The interaction of phospholipid membranes and detergents with glutamate dehydrogenase.

1. Both the anionic detergent sodium dodecylsulphate and the cationic detergent cetyltrimethylammonium bromide quenched the protein fluorescence of glutamate dehydrogenase. The anionic compound was more effective and brought about 50% quenching at a detergent concentration of 0.4 mM. The zwitterionic amphiphile, lysolecithin, did not quench the protein fluorescence and neither did the short-chain detergent n-hexylsulphonate, which under the range of concentrations examined (less than 1 mM) does not form micelles. 2. The zwitterionic phospholipid, phosphatidylcholine, did not quench the protein fluorescence but the anionic phospholipids, phosphatidylserine and cardiolipin, induced a reversible quenching of the enzyme fluorescence.
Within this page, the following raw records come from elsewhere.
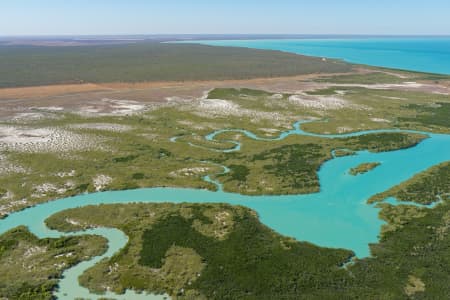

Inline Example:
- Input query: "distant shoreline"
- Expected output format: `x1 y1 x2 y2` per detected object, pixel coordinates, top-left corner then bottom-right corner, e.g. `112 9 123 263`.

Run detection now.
183 38 450 75
1 34 450 46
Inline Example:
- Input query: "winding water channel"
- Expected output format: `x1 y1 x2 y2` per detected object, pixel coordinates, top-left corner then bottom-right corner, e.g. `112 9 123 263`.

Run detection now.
1 121 450 299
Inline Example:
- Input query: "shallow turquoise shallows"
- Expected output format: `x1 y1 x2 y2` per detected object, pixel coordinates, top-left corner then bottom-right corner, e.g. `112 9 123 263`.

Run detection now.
178 38 450 75
1 124 450 299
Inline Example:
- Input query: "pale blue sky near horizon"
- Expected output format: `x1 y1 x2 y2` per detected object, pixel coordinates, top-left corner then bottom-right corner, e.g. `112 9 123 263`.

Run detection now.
1 0 450 36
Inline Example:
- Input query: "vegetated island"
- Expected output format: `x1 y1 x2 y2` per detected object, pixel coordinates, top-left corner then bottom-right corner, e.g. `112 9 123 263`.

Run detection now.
349 162 381 176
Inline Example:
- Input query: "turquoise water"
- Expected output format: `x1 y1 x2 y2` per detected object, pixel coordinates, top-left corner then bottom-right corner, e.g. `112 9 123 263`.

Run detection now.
206 120 425 149
1 123 450 299
54 228 167 300
179 38 450 75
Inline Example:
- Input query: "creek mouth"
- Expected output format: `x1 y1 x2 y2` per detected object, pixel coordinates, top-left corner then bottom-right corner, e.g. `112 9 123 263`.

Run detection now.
1 122 449 299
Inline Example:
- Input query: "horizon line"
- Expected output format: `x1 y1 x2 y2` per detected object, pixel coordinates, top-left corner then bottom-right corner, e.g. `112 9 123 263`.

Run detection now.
1 33 450 38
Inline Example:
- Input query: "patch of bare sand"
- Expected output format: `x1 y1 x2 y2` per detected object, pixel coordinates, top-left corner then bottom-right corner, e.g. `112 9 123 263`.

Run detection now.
69 123 133 132
169 167 210 178
371 118 391 123
31 182 75 198
336 127 354 133
288 94 367 110
191 97 290 124
0 125 101 153
77 98 148 116
0 198 28 218
93 174 113 191
404 275 425 296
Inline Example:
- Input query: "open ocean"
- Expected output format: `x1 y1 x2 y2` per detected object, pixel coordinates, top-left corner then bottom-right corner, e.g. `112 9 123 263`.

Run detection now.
187 38 450 75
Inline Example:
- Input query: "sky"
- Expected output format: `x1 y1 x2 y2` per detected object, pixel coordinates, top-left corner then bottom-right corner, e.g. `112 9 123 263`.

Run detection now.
1 0 450 36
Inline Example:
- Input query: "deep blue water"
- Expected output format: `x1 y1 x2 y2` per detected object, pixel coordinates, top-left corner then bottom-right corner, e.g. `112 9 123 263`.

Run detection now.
182 38 450 75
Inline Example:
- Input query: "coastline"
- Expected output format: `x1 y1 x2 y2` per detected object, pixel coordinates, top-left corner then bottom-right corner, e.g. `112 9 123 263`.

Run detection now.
175 38 450 75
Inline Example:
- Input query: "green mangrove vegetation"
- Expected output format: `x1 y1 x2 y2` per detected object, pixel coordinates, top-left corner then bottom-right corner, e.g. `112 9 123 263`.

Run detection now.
213 133 425 195
45 198 450 299
0 226 107 299
349 162 381 176
369 162 450 205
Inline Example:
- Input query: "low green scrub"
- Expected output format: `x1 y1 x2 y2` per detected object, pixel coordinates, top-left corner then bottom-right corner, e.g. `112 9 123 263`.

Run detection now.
207 88 273 100
0 226 107 299
401 103 450 129
304 86 450 134
0 188 7 198
314 72 406 84
0 43 351 88
0 86 429 216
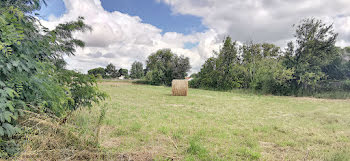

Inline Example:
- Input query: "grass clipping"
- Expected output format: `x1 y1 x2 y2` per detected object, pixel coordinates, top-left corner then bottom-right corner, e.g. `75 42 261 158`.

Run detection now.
172 79 188 96
15 110 113 161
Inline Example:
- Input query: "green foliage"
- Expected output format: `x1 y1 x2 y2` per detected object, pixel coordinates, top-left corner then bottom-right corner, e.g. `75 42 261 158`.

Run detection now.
342 80 350 90
193 57 219 89
105 63 119 78
88 65 132 79
322 47 350 80
193 37 291 93
284 18 339 93
193 18 348 97
88 67 106 78
145 49 191 86
0 139 20 158
118 68 129 78
0 1 106 157
145 67 165 85
88 65 128 79
172 55 191 80
216 37 243 89
57 70 107 110
249 59 294 95
130 61 144 79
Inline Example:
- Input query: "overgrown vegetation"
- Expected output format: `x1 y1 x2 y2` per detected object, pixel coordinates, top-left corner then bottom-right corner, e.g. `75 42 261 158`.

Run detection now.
190 18 350 98
0 0 106 158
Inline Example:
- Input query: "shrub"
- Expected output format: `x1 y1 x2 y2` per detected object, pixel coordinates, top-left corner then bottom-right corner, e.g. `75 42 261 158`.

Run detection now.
342 80 350 91
0 1 106 157
189 78 200 88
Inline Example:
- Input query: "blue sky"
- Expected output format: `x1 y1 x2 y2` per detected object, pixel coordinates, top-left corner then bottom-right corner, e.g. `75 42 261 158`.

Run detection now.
38 0 206 35
38 0 350 73
37 0 66 20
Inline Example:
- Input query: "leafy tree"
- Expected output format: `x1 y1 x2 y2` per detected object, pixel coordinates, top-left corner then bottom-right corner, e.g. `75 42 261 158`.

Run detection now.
105 63 118 78
241 42 282 88
193 37 293 93
195 57 219 88
145 49 190 86
172 55 191 80
322 47 350 80
193 18 348 97
193 37 248 89
146 49 174 85
88 67 106 78
216 37 242 89
145 68 165 85
284 18 339 93
117 68 129 79
249 59 294 94
190 73 198 79
130 61 144 79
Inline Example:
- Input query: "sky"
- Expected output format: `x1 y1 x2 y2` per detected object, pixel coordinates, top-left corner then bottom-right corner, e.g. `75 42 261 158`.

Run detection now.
38 0 350 73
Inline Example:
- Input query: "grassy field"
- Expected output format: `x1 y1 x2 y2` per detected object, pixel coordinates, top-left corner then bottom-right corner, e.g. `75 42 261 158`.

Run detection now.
68 81 350 160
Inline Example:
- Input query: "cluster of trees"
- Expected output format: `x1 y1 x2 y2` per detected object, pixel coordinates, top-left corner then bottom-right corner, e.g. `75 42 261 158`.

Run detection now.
88 61 145 79
0 0 106 157
87 49 191 85
88 63 129 79
191 18 350 95
144 49 191 86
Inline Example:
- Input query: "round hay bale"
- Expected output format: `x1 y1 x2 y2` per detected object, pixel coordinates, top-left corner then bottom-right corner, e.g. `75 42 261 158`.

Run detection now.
172 79 188 96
These observations confirm the specificity of the phospholipid-enzyme interactions as deduced from the kinetic studies of the preceding paper. The degree of quenching brought about by the phospholipids decreased with increasing ionic strength and increasing pH and could be substantially reduced by basic proteins. An electrostatic contribution to the interaction is inferred from these results. 3. The binding of the anionic phospholipids to the enzyme is manifested in a further enhancement of the fluorescence of a 1-anilinonaphthalene-8-sulphonate-enzyme complex. The presence of substrates and allosteric effectors affect the interaction of the lipids with the enzyme as indicated by the magnitude of this increase in fluorescence. The enhancement of fluorescence of NADH when bound to the enzyme was not affected by the binding of the lipids. 4. The complex formed between the enzyme and phosphatidylserine/phosphatidylcholine can be solubilized in isooctane. The photolability of the aqueous protein when subjected to irradiation at 280 nm is suppressed in the isooctane-soluble complex. 5. Phosphatidylserine brings about a rapid (t 1/2 is about 150 ms at a lipid concentration of 0.75 mM) dissociation of the linear aggregates formed between the enzyme oligomers. 6. A model of the enzyme-lipid-membrane complex, consistent with these results, is proposed. It is suggested that the enzyme is an allotopic protein and that the dissociation of the enzyme in vitro may involve binding sites on the protein which are designed for interaction with the cardiolipin of the inner mitochondrial membrane, when the enzyme is in the mitochondrial matrix.[1]